With the recent focus on new hypertension guidelines, which broaden the inclusion circle for those with prehypertension, it is no surprise that other chronic disease states now focus on precursors to full-blown illnesses. A recent study conducted at the Emory Rollins School of Public Health and the CDC highlights the medical risks that patients with prediabetes face. The study, published in The Lancet in February, analyzed cardiovascular and renal burdens of prediabetes in the United States by examining data from serial cross-sectional surveys conducted from 1988 to 2014.

Because of the questionable impact of a predisease diagnosis, Mohammed K. Ali, MD, lead author of the study and an associate professor of global health at the Emory Rollins School of Public Health, emphasized the importance of this work. “Depending on what definition you use, as many as one in three American adults has prediabetes-level blood sugars,” says Ali.

Even though prediabetes blood glucose values do not meet the threshold for full-blown disease, Ali stresses that the elevated values are nonetheless medically impactful. “Prediabetes is extremely common, and its prevalence is growing. What we’ve seen through our analysis is that having high glucose levels is associated with a much higher risk of high blood pressure, high cholesterol, and an increased risk of having a heart attack in the next 10 years,” says Ali. Blood pressure is not the only problem according to the researchers. In addition to cardiovascular disease, there are also renal risks that traditionally correlate strongly with diabetes. “Over 11 percent of people with prediabetes have some type of kidney dysfunction, which is an early predictor that in the next 10-15 years, they may need to go on dialysis or receive a kidney transplant,” he said.

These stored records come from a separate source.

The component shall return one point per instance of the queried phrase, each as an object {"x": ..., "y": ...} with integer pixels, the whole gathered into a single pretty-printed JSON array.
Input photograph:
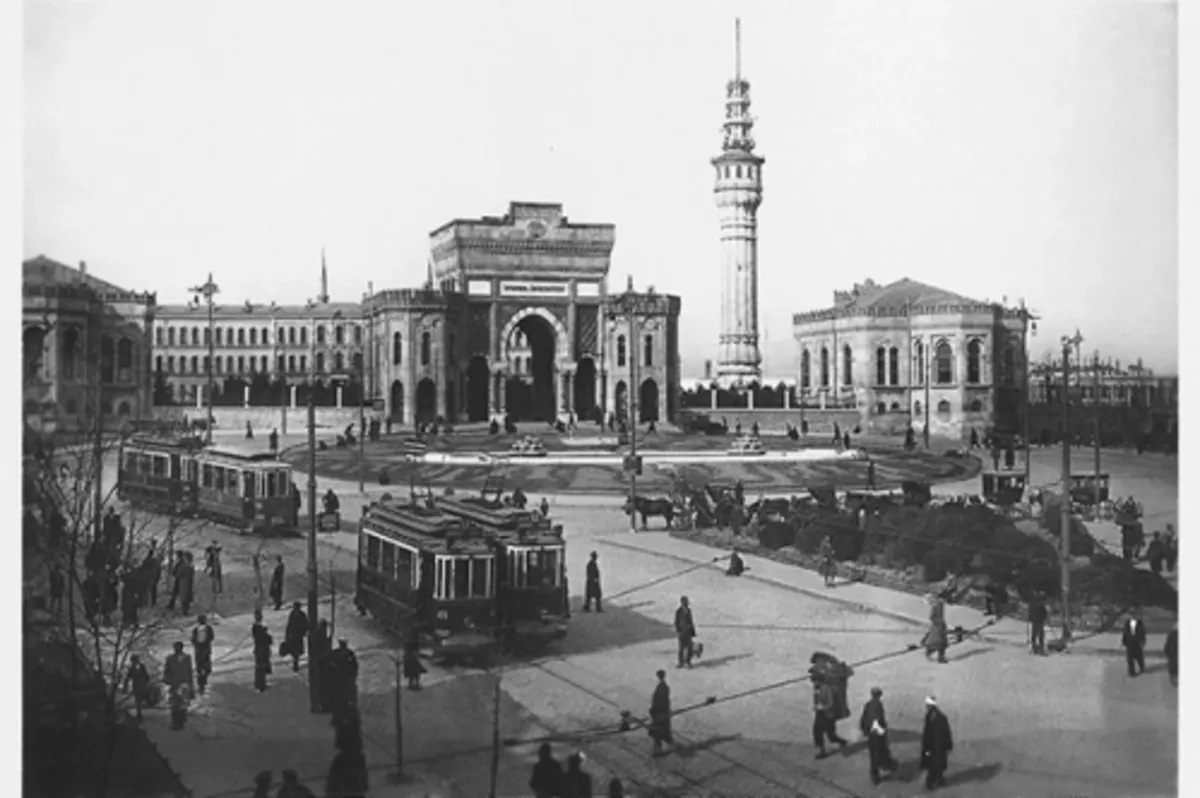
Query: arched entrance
[
  {"x": 585, "y": 388},
  {"x": 397, "y": 401},
  {"x": 451, "y": 401},
  {"x": 535, "y": 401},
  {"x": 477, "y": 389},
  {"x": 621, "y": 399},
  {"x": 426, "y": 401},
  {"x": 648, "y": 401}
]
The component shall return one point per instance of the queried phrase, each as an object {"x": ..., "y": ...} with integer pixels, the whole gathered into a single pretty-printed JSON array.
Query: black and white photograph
[{"x": 655, "y": 400}]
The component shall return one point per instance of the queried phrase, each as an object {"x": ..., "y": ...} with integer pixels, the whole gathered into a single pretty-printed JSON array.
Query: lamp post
[
  {"x": 208, "y": 291},
  {"x": 631, "y": 305},
  {"x": 1067, "y": 343}
]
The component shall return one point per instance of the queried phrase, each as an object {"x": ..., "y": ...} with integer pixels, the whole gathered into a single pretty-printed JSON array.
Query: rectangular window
[
  {"x": 388, "y": 561},
  {"x": 372, "y": 552}
]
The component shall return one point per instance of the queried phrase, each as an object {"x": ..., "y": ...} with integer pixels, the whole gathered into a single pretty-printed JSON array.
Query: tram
[
  {"x": 423, "y": 569},
  {"x": 180, "y": 475},
  {"x": 532, "y": 601}
]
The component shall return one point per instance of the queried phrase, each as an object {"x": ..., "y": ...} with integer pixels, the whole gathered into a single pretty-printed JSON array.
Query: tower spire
[{"x": 323, "y": 298}]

Ali points to research supporting comprehensive treatment of diabetes and the associated reductions in heart disease. Consequently, he recommends that similar interventions be used to treat patients with prediabetes. “Whether you’re a legislator or a leader of a large health system, our findings suggest that identifying this group is a huge opportunity for cardio-metabolic risk reduction. With a comprehensive approach [helping these patients improve their lifestyle choices, being more aggressive with efforts to lower cholesterol and blood pressure, and helping these patients stop smoking], there’s a real opportunity to lower this group's eventual morbidity and mortality risks,” said Ali.